‘LOST’: Six Seasons of Smart Ends with a Sloppy Dollop of Stupid
When The Sopranos ended, I was disappointed, but I wasn’t left thinking, “Wow, they completely dropped the ball on this. What a damn shame.”
Dear writers of Lost: That’s exactly what I’m thinking now.
What the chosen ending of Lost verifies is what most of the speculators have been saying for a few seasons: there would be no way to adequately wrap up the criss-crossing plot lines, the unending questions, the bottomless allusions. They feared that the show was begging for a big cop-out, catch-all ending. I feared they were right, but hoped that the most original show to grace network TV since ‘The Twilight Zone’ wouldn’t go out that way. Surely the writers of this unique show would prove them all wrong.
Well, they didn’t. They couldn’t have proved them more right if they’d had Jesus and Krishna themselves make an appearance on the island and tell Jack that, “everyone will go to a warm, lovely place that they made together to be together to remember that they were together somewhere for some reason, because that’s what people have been wasting their time for six years to find out.”

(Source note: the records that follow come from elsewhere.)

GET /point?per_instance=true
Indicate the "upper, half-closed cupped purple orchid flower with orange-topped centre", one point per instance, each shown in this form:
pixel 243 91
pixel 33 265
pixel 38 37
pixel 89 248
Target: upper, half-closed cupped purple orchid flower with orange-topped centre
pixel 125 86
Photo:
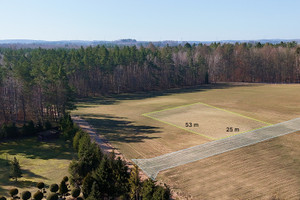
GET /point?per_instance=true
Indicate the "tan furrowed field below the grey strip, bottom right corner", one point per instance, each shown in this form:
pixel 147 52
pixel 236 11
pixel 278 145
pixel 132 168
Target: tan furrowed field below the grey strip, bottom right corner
pixel 259 171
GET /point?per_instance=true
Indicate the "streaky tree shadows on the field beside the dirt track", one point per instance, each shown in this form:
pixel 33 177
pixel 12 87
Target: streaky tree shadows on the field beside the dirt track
pixel 118 129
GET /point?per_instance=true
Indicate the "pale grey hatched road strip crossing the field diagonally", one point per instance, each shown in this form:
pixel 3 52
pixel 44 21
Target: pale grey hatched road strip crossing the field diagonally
pixel 154 165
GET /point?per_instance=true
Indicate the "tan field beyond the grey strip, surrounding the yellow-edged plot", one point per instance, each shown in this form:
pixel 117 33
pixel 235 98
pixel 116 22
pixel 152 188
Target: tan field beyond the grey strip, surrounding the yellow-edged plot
pixel 120 118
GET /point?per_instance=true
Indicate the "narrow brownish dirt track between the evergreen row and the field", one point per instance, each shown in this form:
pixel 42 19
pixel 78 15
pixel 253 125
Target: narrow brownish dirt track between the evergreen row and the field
pixel 104 144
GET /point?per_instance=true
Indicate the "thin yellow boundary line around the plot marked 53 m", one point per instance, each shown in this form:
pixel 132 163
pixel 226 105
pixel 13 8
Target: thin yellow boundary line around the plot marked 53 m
pixel 203 135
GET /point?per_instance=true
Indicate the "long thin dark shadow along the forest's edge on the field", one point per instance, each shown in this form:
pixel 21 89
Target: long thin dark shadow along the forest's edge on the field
pixel 115 98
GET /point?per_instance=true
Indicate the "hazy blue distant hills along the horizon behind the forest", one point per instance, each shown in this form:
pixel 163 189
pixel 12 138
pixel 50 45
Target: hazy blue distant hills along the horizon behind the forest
pixel 22 43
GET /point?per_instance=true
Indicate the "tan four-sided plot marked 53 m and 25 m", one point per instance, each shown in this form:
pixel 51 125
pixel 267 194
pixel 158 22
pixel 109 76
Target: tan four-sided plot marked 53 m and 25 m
pixel 208 121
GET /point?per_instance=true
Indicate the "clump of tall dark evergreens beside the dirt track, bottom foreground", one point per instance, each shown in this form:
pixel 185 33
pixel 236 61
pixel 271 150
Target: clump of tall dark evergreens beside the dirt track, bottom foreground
pixel 103 176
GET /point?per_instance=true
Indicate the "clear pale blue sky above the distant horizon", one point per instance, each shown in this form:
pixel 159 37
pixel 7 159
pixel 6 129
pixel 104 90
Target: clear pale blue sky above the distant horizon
pixel 149 20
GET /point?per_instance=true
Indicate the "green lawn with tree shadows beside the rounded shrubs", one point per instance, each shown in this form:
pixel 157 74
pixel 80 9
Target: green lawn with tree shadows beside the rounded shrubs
pixel 39 161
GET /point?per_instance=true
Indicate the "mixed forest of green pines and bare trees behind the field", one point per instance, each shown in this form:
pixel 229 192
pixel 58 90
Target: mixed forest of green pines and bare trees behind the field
pixel 42 84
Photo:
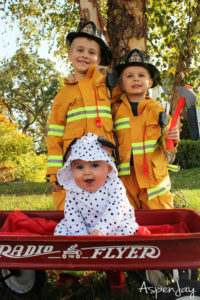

I’m being harsh, I know, but I’m a little cheesed off right now. Despite the ending, I have enjoyed the show and appreciate how it has, for the most part, shined with originality amidst a sea of formulaic crime and hospital dramas. But with that pedigree, which has drawn a loyal legion of followers few shows in the history of TV can boast, all the more reason that it should have ended with something other than a predictable “we’re all dead and happy now” cop-out.
As to the producers claiming that they knew all along how the show would end, all I can say is I hope you’re lying. Because if you really had this in mind all along, if from the start you planned to duck virtually every interesting question you raised and instead stick us with a lame, inter-faith, karma-purgatory dose of nonsense–you’re a cruel gang of bastards.
Better that you just come clean and admit that you didn’t have a clue how to end the show, and figured that since you were bound to disappoint many viewers no matter what you did, you’d just go with a vague, quasi-religious ending and paint it all with enough potent sentimentalism to spackle over the cracks. We’d still be disappointed, but would respect you more if you admitted that’s how it went down.
As it stands, Lost will go down in television history as a great show that ultimately fell apart. The suspenseful enigmas that kept people watching were eventually the show’s undoing–it quivered, shook and finally crumbled under their compounded weight. Too bad, but I suppose you can only ask so much. I only wish the makers of Lost would have chosen to go out a different exit than the back door to mediocrity.